Implementation of Upper Confidence Bound and Thopson Sampling algorithms. Reinforcement learning (RL) is an area of machine learning concerned with how intelligent agents ought to take actions in an environment in order to maximize the notion of cumulative reward. Reinforcement learning is one of three basic machine learning paradigms, alongside supervised learning and unsupervised learning. Reinforcement learning differs from supervised learning in not needing labelled input/output pairs be presented, and in not needing sub-optimal actions to be explicitly corrected. Instead the focus is on finding a balance between exploration (of uncharted territory) and exploitation (of current knowledge).
pip install pandas
pip install numpy
pip install matplotlib
S.N | Reinforcement Learning Algorithm | Dataset Used |
---|---|---|
1. | Upper Confidence Bound | Ads_CTR_Optimisation.csv |
2. | Thompson Sampling | Ads_CTR_Optimisation.csv |
In Reinforcement learning, the agent or decision-maker generates its training data by interacting with the world. The agent must learn the consequences of its actions through trial and error, rather than being explicitly told the correct action.

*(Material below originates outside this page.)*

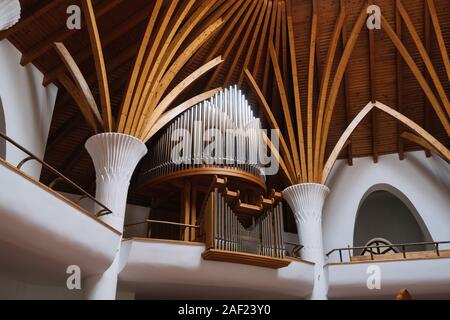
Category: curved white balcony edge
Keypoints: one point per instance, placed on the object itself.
(176, 270)
(424, 279)
(42, 222)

In Reinforcement Learning, we use Multi-Armed Bandit Problem to formalize the notion of decision-making under uncertainty using k-armed bandits. A decision-maker or agent is present in Multi-Armed Bandit Problem to choose between k-different actions and receives a reward based on the action it chooses. Bandit problem is used to describe fundamental concepts in reinforcement learning, such as rewards, timesteps, and values.
Step 1: At each round n, we consider two numbers for each ad i.
- Ni(n) = the number of times the ad i was selected up to round n.
- Ri(n) = the sum of rewards of the ad i upto round n.
Step 2: From these two numbers we compute.
- the average reward of ad i up to round n
ri(n) = Ri(n) / Ni(n) - the confidence interval [ri(n) - DELi(n), ri(n) + DELi(n)] at round n with, DELi(n) = sqrt[(3log(n)) / 2Ni(n)]
Step 3: We select the ad i that has the maximum UCB ri(n) + DELi(n).
- Importing the libraries.
- Importing the dataset.
- Implenting the UCB algorithm.
- Visualising the result.
Out of the 10 ads, the observed value of the highest viewed ad was ad 4.